Data engineers often need to implement solutions that capture real-time stream of data and ingest them into analytical data systems, often combining the real-time data with other application data that is processed in batches.

Data pipelines

Diagram representing a data pipeline.

Data pipelines are used to orchestrate activities that transfer and transform data. Pipelines are the primary way in which data engineers implement repeatable extract, transform, and load (ETL) solutions that can be triggered based on a schedule or in response to events.

Data lakes

Diagram representing a data lake.

A data lake is a storage repository that holds large amounts of data in native, raw formats. Data lake stores are optimized for scaling to massive volumes (terabytes or petabytes) of data. The data typically comes from multiple heterogeneous sources, and may be structured, semi-structured, or unstructured.

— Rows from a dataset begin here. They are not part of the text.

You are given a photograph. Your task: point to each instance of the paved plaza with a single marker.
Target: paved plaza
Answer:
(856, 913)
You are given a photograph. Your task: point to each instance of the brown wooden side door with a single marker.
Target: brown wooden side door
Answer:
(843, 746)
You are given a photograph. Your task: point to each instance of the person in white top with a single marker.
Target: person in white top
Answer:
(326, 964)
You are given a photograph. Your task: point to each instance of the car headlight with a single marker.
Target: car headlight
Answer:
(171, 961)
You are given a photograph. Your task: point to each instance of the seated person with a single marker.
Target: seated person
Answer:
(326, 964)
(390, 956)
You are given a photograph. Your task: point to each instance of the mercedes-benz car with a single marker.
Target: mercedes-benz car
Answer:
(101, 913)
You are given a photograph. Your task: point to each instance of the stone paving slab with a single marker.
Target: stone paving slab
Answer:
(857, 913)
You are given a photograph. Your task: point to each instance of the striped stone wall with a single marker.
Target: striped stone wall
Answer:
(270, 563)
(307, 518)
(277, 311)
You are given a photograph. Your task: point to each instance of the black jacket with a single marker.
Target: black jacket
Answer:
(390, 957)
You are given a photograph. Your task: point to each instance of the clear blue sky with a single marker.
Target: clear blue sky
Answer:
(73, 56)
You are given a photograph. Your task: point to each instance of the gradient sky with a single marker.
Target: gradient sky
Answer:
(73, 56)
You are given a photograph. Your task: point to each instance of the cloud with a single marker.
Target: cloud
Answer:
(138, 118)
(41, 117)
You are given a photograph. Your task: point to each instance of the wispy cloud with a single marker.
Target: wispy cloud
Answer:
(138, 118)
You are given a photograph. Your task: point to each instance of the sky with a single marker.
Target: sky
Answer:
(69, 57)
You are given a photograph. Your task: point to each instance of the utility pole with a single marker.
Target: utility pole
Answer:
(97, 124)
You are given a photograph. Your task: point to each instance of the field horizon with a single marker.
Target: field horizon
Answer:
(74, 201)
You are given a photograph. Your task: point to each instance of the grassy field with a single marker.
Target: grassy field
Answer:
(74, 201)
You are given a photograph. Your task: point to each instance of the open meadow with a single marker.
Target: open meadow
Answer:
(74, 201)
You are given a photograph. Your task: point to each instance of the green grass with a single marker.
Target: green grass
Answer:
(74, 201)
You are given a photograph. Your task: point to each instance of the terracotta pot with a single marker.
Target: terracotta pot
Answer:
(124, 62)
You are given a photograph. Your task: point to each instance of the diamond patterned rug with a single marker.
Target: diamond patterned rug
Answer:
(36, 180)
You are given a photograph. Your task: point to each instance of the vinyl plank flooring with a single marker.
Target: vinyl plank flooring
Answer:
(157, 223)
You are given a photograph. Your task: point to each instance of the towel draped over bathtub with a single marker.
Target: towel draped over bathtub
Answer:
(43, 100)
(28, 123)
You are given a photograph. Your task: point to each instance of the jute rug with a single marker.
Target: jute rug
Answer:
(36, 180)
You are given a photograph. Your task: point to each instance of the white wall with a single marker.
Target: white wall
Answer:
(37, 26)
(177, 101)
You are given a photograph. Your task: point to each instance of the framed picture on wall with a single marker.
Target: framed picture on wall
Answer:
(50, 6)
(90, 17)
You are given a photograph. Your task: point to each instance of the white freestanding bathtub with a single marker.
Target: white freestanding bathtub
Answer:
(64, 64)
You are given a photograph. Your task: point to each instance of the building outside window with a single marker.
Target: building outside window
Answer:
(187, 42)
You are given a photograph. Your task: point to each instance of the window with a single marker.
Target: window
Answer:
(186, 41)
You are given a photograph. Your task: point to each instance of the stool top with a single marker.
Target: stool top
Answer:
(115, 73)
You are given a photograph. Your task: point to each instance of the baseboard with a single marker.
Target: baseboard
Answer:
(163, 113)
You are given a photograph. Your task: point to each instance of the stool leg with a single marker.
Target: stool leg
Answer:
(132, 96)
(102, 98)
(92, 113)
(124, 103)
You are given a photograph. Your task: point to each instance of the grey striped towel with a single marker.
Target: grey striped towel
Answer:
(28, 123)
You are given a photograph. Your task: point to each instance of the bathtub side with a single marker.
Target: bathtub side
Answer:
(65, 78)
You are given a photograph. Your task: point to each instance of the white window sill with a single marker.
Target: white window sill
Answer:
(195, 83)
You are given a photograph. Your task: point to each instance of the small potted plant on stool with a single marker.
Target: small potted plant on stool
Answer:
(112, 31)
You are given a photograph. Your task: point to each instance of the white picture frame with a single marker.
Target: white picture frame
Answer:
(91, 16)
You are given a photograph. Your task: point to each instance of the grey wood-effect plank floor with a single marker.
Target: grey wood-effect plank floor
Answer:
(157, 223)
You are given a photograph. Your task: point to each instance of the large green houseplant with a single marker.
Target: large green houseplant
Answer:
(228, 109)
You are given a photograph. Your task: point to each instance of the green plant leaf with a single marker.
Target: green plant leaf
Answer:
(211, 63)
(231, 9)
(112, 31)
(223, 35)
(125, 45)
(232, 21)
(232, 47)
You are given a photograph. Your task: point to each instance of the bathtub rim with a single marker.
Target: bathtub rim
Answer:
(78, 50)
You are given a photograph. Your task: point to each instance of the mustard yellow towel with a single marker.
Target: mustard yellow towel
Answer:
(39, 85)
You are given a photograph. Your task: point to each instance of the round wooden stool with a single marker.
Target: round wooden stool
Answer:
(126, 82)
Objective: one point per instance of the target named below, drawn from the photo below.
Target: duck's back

The idea with a data lake is to store everything in its original, untransformed state. This approach differs from a traditional data warehouse, which transforms and processes the data at the time of ingestion.

Data warehouses

Diagram representing a data Warehouse.

A data warehouse is a centralized repository of integrated data from one or more disparate sources. Data warehouses store current and historical data in relational tables that are organized into a schema that optimizes performance for analytical queries.

Data engineers are responsible for designing and implementing relational data warehouses, and managing regular data loads into tables.

Apache Spark

Diagram representing an Apache Spark cluster.

Apache Spark is a parallel processing framework that takes advantage of in-memory processing and a distributed file storage. It's a common open-source software (OSS) tool for big data scenarios.

Data engineers need to be proficient with Spark, using notebooks and other code artifacts to process data in a data lake and prepare it for modeling and analysis.